No entanto, é uma pena que estes questionamentos fiquem à margem do documentário, muito mais preocupado em citar os principais faquires e faquiresas da nossa história. O projeto privilegia a lista de nomes de artistas, junto dos recordes de jejum pessoais e de um ou outro dado familiar (um deles matou a esposa, outra cometeu suicídio). Fakir torna-se descritivo ao invés de propriamente reflexivo. O que leva uma pessoa a enfrentar a dor? O que passa na cabeça durante todo este tempo de clausura? Como era a vida afetiva, familiar e econômica destes artistas durante o auge do faquirismo? Como houve o declínio da profissão? De que modo a arte da fome, voluntária e controlada, dialoga com a penúria involuntária de artistas contemporâneos? Houve alguma contestação quanto ao fetichismo do corpo feminino nestas condições?

O projeto não fornece resposta a estas nem a outras questões fundamentais ao tema. Mesmo assim, Ignez dispunha de ampla pesquisa, e da presença de muitos destes artistas, hoje idosos, dispostos a reencenar apresentações às câmeras. Ora, a preciosidade destes momentos metalinguísticos é desperdiçada: as cenas dentro do bar se resumem a flashes rápidos, incapazes de discutir o corpo hoje envelhecido (ou seja, a passagem do tempo), em captação fraca de imagem e som (parte dos trechos inseridos no corte final parece provir do making of). Na maioria destas cenas, a câmera ainda busca seus movimentos e o alvo exato dos enquadramentos enquanto filma, mesmo dentro de um ambiente controlado, sobre os trilhos dispostos no chão para a passagem da câmera. Para um filme sobre a arte do controle, as escolhas estéticas soam dispersas, como se refletidas no instante da captação.

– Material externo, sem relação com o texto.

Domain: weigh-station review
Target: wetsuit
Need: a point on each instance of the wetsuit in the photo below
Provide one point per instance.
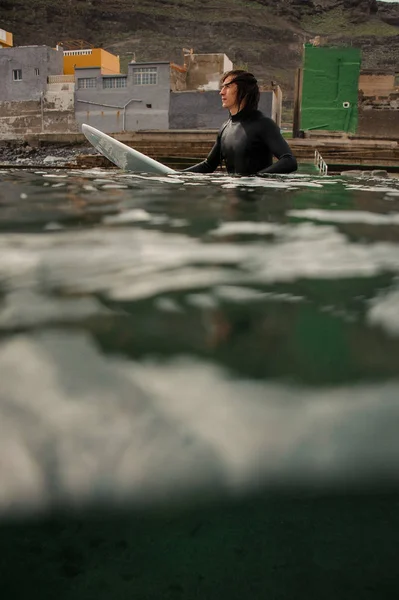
(247, 143)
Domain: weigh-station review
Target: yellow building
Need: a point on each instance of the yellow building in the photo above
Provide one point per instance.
(91, 57)
(5, 39)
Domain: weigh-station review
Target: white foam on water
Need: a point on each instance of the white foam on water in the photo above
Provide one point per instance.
(129, 216)
(384, 312)
(25, 308)
(110, 429)
(346, 216)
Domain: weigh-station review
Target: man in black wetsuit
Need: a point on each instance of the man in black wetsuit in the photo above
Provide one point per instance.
(248, 141)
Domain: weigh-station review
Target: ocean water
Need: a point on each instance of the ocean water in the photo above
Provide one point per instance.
(198, 366)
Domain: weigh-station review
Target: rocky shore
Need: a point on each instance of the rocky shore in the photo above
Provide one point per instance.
(22, 154)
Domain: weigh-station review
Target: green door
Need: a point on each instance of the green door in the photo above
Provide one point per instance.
(330, 88)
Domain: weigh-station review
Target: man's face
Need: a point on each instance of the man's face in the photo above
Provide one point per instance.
(228, 93)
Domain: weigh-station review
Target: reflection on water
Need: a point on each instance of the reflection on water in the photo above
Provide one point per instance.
(173, 342)
(150, 321)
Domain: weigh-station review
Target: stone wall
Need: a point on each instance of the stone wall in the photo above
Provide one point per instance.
(18, 119)
(378, 106)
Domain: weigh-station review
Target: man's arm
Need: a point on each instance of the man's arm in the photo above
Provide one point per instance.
(211, 162)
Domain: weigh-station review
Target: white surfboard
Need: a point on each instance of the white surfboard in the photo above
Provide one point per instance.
(123, 156)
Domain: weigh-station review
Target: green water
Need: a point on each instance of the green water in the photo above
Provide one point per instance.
(199, 388)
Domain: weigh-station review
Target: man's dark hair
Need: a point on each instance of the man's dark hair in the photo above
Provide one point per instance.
(247, 88)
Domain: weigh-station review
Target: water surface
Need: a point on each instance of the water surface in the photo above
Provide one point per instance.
(168, 336)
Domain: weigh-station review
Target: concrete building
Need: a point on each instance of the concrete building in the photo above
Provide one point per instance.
(24, 71)
(379, 104)
(205, 70)
(113, 103)
(156, 95)
(34, 96)
(203, 109)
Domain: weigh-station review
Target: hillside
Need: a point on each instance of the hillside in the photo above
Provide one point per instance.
(265, 36)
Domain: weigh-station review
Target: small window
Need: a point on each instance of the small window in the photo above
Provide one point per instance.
(87, 82)
(114, 82)
(145, 76)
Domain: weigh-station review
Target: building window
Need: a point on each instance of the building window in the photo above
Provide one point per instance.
(77, 52)
(144, 75)
(114, 82)
(87, 82)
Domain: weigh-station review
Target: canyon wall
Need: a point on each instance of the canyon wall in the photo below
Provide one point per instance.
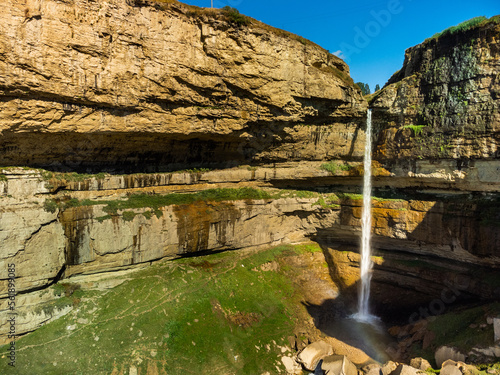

O projeto transmite a impressão de uma estrutura encontrada somente na edição, em conjuntura com aspectos técnicos um tanto deficientes. Compreende-se que a marginalidade do faquirismo se alie a uma estética igualmente despojada, porém a captação e edição de som vacila bastante (o som abafado da cena de abertura, o vento forte de algumas externas atrapalhando a compreensão, a repetitiva trilha sonora de jazz). A narração ora adota um tom pedagógico, ora permite o estilo coloquial; ora investe na voz da diretora, ora prefere a fala menos articulada de um narrador masculino. Qual é o debate proposto para além da curiosidade destes profissionais, do exotismo de suas profissões? Qual é a conexão com o tempo presente?

Sem conseguir inscrever o faquirismo num contexto social mais amplo, o resultado é uma obra de constatação, repleta de ideias com forte potencial aqui e acolá, porém deixadas em segundo plano pela estrutura expositiva. A conclusão final, pela voz de Helena Ignez, tampouco ajuda a costurar a narrativa: “Tudo isso, vejo como uma trama do cosmos para a gente ser feliz”. A intenção, como se percebe, é nobre, porém ampla demais para um tema tão específico, e moral demais para uma questão de ordem artística, histórica e social. Os faquires não podem se limitar a nomes, fatos marcantes e números de jejum. O faquirismo precisaria ser não um ponto final, e sim um ponto de partida.

Filme visto no 14º Festival Latino-Americano de Cinema de São Paulo, em julho de 2019.